Снова зазвучали выстрелы, но уже чуть дальше… Затих скрип полозьев. Смолкли голоса людей. Потом лай собак. Тело Риттера обмякло.
Где-то вдалеке последний раз прострочил автомат. Я отодвинулся от лейтенанта, с трудом разжал пальцы, вцепившиеся в рукоятку пистолета. Расстегнул комбинезон. По спине ползли струйки пота. Выждав немного, я осторожно поднялся. По снежной равнине уходил на юго-запад отчетливый след саней.
8
Весь остаток дня и ночь мы шли на север. Риттер шагал впереди, настороженно прислушиваясь к каждому звуку, но выстрелы больше не доносились.
Судя по карте, мы были недалеко от узкого пролива, отделявшего наш ocTpoiB от крохотного скалистого островка на севере. Я еще не знал, как мы сумеем перебраться туда, но другого пути не было.
Идти было трудно. Ноги проваливались в высокий наметенный пургой снег. В эту ночь я впервые понял, что такое настоящий арктический мороз. Риттер то и дело оттирал щеки и нос, а я, как ни берегся, вскоре обнаружил, что кожа на левой скуле ничего не чувствует.
В небе висела луна в три четверти, и наши длинные голубоватые тени медленно ползли по снежной целине. Я не думал, что Риттер решится бежать при такой видимости, и все-таки он бросился в сторону, улучив момент, когда я барахтался в глубоком сугробе. Наверное, думал, что не посмею стрелять в звонкой ночной тишине. Но я выстрелил. Выстрелил без предупреждения. К счастью, автомат не отказал на морозе. Потом я его нес на всякий случай на груди под комбинезоном. После второй короткой очереди Риттер остановился.
К рассвету мы добрались до пролива. Даже удивительно, как удалось так точно сохранить направление в суматохе этих дней. Метрах в восьмистах действительно виднелся горб островка. Пролив был забит крупным колотым льдом. Снова поднялся ветер. Он гнал льдины на восток.

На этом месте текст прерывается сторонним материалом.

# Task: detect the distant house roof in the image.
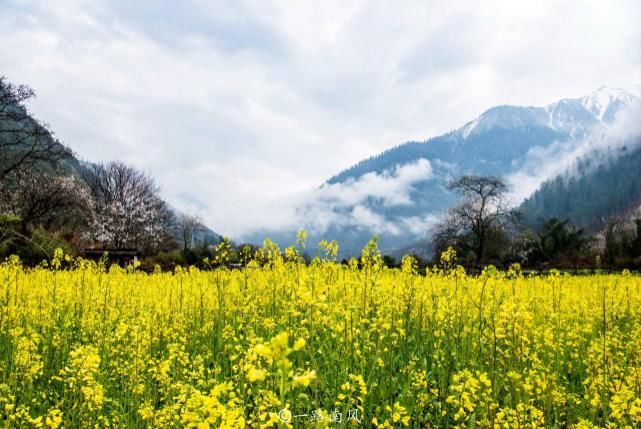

Я поймал беспокойный взгляд Риттера. Он мучительно пытался угадать, что я собираюсь делать дальше. Мы сидели рядом у самой воды. Сейчас можно было не опасаться лейтенанта, мы оба слишком устали для борьбы.
Я разжег спиртовку, растопил в котелке снег и заварил остатки кофе. Потом тщательно вытряс из мешка все крошки галет. Их набралось с пригоршню. Аккуратно разделил их и высыпал половину на крышку котелка. Остальное просто слизнул с ладони. Лейтенант был в замешательстве — видно, никак не мог отыскать объяснения моим поступкам. Но я просто хотел сейчас быть особенно справедливым.